Macau is a machine learning technique based on Bayesian probabilistic matrix factorization (BPMF) [21]. BPMF is a method frequently used in recommender systems, where the preference of a user for a specific item is predicted. It gained fame when matrix factorization methods were used in the winning submission to the Netflix prize [36]. In this competition, Netflix made available more than 100 million ratings that around 480,000 users gave to more than 17,000 movies, leading to a data set that was very sparse, containing ratings for only 1.2% of all user-movie combinations. Macau is a regression technique specifically designed to deal with sparse data sets. Because this is one of the first applications of this technique in chemoinformatics, we provide an abridged explanation of the technique below based on the details provided in ref. [21].

Matrix factorization is the process where a matrix is decomposed into two matrices linked through a latent space of predefined dimension:

$$X \approx UV^{T}$$

where \(X\), \(U\), and \(V\) are matrices of dimensions \(n \times m\), \(n \times k\), and \(m \times k\), respectively. \(n\), \(m\), and \(k\) are the number of rows, columns, and latent dimensions, respectively. This process is well understood for complete matrices, and is the basis of singular value decomposition and principal component analysis.

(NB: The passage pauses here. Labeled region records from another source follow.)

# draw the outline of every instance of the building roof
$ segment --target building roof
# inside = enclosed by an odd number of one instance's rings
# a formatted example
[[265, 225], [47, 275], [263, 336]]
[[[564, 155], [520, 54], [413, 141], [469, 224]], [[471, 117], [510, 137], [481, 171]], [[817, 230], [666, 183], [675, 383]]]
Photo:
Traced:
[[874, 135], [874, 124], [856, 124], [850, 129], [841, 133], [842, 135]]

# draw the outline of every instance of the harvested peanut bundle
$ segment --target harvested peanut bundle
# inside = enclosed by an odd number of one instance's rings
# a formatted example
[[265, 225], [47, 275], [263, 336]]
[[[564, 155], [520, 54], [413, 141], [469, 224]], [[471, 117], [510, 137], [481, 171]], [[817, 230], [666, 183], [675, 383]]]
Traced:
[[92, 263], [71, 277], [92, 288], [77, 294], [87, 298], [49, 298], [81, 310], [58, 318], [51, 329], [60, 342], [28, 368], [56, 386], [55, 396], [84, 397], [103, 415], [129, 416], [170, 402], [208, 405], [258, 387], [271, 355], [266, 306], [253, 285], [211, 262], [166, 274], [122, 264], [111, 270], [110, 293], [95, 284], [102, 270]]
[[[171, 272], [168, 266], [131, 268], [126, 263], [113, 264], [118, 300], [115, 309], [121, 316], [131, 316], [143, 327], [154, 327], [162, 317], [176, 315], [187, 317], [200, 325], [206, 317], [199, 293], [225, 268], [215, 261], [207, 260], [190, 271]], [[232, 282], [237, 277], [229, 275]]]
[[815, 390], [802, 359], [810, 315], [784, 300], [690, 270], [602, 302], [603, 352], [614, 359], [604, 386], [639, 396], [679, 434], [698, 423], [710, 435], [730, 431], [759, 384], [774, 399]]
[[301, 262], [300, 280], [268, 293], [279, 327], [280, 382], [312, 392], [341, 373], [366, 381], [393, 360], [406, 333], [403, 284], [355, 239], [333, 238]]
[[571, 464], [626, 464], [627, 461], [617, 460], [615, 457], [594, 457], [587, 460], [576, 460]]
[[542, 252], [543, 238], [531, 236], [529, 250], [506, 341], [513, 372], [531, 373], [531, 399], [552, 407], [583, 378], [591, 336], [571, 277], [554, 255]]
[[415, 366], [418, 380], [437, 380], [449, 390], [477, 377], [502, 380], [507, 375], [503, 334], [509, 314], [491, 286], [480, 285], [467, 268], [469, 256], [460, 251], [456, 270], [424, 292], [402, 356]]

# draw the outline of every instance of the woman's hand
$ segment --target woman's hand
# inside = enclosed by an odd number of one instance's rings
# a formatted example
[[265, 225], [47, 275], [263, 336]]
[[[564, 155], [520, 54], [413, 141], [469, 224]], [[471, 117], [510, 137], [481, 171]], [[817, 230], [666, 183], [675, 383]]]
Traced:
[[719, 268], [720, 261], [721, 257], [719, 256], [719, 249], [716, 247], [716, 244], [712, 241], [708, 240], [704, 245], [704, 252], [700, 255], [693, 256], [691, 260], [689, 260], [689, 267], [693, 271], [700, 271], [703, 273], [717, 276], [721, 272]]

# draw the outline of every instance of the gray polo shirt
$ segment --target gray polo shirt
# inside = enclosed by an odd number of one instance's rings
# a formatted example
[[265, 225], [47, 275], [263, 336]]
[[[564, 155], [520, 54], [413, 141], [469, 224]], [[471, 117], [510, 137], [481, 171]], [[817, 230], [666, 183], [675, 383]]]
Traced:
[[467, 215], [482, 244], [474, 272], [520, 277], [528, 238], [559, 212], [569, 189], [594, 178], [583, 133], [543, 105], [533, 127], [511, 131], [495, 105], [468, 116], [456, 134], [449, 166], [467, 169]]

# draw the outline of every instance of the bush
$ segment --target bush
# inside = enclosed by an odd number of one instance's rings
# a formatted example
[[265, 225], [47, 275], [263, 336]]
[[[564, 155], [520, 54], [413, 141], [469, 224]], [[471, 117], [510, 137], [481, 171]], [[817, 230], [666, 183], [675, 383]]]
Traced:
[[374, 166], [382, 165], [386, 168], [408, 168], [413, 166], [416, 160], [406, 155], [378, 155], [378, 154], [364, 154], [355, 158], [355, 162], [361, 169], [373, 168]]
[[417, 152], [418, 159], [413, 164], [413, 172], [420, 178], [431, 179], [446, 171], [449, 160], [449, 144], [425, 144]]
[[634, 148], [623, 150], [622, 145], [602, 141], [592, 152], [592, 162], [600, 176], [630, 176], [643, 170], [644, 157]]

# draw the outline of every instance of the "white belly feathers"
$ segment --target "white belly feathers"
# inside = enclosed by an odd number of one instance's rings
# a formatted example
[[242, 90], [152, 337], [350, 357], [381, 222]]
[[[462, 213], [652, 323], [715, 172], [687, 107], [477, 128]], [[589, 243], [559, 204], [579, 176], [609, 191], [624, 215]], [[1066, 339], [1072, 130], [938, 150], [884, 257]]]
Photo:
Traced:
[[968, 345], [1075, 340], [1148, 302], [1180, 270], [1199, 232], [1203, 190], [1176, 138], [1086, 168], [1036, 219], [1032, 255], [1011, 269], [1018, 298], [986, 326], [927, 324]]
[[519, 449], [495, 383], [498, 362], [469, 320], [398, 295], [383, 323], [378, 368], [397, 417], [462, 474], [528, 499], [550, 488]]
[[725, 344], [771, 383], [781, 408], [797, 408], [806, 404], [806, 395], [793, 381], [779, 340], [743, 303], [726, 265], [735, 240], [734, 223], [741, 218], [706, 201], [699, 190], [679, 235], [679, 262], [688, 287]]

Probabilistic matrix factorization expands the scope of this technique to incomplete matrices, allowing it to predict empty values in the matrix. It turns the matrix decomposition into an optimization problem formulated as:

$$\mathop {\hbox{min} }\limits_{{\varvec{u},\varvec{v}}} \mathop \sum \limits_{{\left( {i,j} \right) \in I_{X} }} \left( {X_{ij} - \varvec{u}_{i}^{ } \varvec{v}_{j}^{T} } \right)^{2}\,+ \,\lambda_{u}\!\parallel\!\varvec{u}\!\parallel_{F}^{2} \,+ \,\lambda_{v} \!\parallel\!\varvec{v}\!\parallel_{F}^{2}$$

where \(X_{ij}\) is the observed value, \(\varvec{u}_{i}\) and \(\varvec{v}_{j}\) are the latent vectors of the \(i\)th row and \(j\)th column, \(I_{X}\) is the set of matrix cells with filled values, \(_{F}\) is the Frobenius norm, and \(\lambda_{u}\) as well as \(\lambda_{v}\) are regularization parameters.

BPMF, in turn, improves on the optimization by modelling the latent matrices as priors using Gaussian distributions. These priors are based on a set of means (\(\mu_{u}\) and \(\mu_{v}\)) and precision matrices (\(\varLambda_{u}\) and \(\varLambda_{v}\)), as well as Normal and Normal-Wishart hyperpriors. BPMF uses Markov chain Monte Carlo sampling, specifically Gibbs sampling, to perform its inference over parameters and latent vectors. Additionally, BPMF provides a distribution of values, rather than a single value, during the prediction.

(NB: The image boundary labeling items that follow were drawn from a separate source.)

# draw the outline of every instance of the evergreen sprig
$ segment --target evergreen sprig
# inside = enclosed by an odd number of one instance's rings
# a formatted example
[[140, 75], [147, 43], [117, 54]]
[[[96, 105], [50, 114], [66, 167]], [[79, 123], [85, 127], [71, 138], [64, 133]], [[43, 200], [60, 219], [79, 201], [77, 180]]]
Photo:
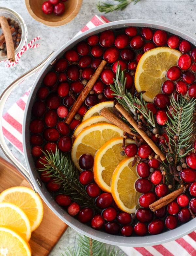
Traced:
[[121, 105], [129, 110], [134, 116], [137, 116], [137, 111], [143, 116], [147, 120], [151, 128], [156, 127], [156, 124], [154, 115], [151, 110], [147, 107], [147, 103], [140, 94], [140, 98], [127, 91], [125, 89], [126, 77], [125, 77], [124, 71], [121, 71], [120, 65], [117, 65], [117, 71], [114, 85], [110, 84], [111, 89], [115, 93], [116, 99]]
[[102, 3], [100, 4], [99, 2], [97, 5], [97, 8], [99, 11], [101, 12], [105, 12], [107, 13], [110, 11], [122, 11], [125, 9], [128, 5], [132, 2], [134, 2], [134, 4], [135, 4], [138, 3], [140, 0], [114, 0], [115, 1], [118, 1], [120, 3], [118, 4], [106, 4], [105, 3]]
[[89, 196], [85, 188], [79, 182], [79, 172], [72, 161], [70, 154], [63, 154], [56, 148], [55, 154], [52, 151], [43, 152], [45, 158], [40, 163], [44, 167], [38, 169], [46, 171], [54, 179], [54, 181], [61, 185], [61, 190], [69, 196], [74, 202], [94, 207], [92, 198]]

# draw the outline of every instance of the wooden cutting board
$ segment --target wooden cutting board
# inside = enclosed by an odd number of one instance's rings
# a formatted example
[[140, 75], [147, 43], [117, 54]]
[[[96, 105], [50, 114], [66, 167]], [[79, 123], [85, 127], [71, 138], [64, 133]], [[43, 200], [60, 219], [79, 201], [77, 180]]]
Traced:
[[[9, 163], [0, 157], [0, 192], [15, 186], [31, 187], [26, 180]], [[29, 244], [32, 256], [46, 256], [68, 226], [53, 213], [42, 200], [44, 214], [40, 226], [32, 232]]]

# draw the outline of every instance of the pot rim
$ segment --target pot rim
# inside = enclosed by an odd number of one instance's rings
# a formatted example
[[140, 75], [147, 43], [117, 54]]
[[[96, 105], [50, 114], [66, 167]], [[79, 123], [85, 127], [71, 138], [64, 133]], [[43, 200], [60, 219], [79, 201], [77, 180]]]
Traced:
[[83, 224], [69, 215], [62, 207], [58, 205], [44, 186], [40, 186], [38, 174], [36, 174], [34, 162], [31, 157], [31, 149], [29, 146], [29, 124], [30, 113], [34, 99], [39, 88], [43, 78], [48, 72], [57, 57], [61, 57], [66, 51], [72, 48], [74, 45], [87, 37], [95, 32], [104, 30], [121, 28], [128, 26], [146, 27], [166, 30], [189, 41], [195, 46], [196, 37], [190, 33], [174, 26], [159, 22], [147, 20], [125, 20], [117, 21], [101, 25], [78, 34], [61, 47], [50, 58], [36, 78], [28, 97], [24, 110], [23, 126], [23, 140], [24, 158], [27, 169], [35, 187], [41, 197], [52, 211], [62, 221], [80, 233], [97, 240], [115, 245], [141, 247], [151, 246], [169, 242], [176, 240], [193, 231], [196, 229], [196, 218], [176, 228], [168, 230], [155, 235], [144, 237], [123, 237], [110, 235], [93, 229], [86, 224]]

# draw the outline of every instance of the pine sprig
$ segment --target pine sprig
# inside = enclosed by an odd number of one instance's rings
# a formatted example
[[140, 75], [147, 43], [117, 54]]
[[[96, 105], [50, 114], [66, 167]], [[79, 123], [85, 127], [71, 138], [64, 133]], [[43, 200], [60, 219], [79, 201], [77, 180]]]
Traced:
[[99, 2], [97, 5], [97, 8], [101, 12], [105, 12], [107, 13], [110, 11], [123, 11], [125, 9], [128, 5], [132, 2], [134, 2], [134, 4], [135, 4], [138, 3], [140, 0], [114, 0], [115, 1], [118, 1], [120, 3], [118, 4], [106, 4], [105, 3], [102, 3], [100, 4]]
[[69, 195], [75, 202], [94, 207], [92, 198], [88, 195], [84, 187], [78, 181], [79, 172], [70, 155], [63, 154], [57, 148], [55, 154], [48, 151], [43, 153], [45, 158], [43, 159], [43, 162], [41, 161], [40, 163], [44, 167], [38, 170], [46, 171], [49, 176], [54, 178], [56, 183], [61, 184], [63, 193]]
[[124, 73], [122, 71], [120, 65], [118, 64], [115, 79], [114, 79], [114, 85], [110, 84], [111, 89], [115, 93], [116, 99], [121, 105], [128, 109], [133, 115], [137, 116], [137, 111], [138, 110], [147, 120], [151, 128], [156, 127], [156, 124], [155, 116], [151, 110], [147, 107], [147, 103], [143, 99], [142, 94], [140, 94], [140, 98], [133, 96], [131, 93], [125, 89], [126, 77], [125, 77]]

Macau adds to BPMF methods by integrating side information, among other improvements. Side information are features related to the entities represented by the rows or columns. In ref. [21], the authors used substructure fingerprints as side information for compounds and protein sequence features as side information for the targets. This information is combined into the mean of the Gaussian priors to be used during the model training.

Macau was implemented using the Python package Macau. To make results as comparable to DNN as possible, only molecules were given side information in the form of fingerprints. Assays were not provided with side information. The final predicted value was the mean of the distribution of values predicted. To perform classification on the HTSFP sets, ‘active’ and ‘inactive’ labels were transformed to integers and predicted values were rounded to the nearest integer and assigned the corresponding label.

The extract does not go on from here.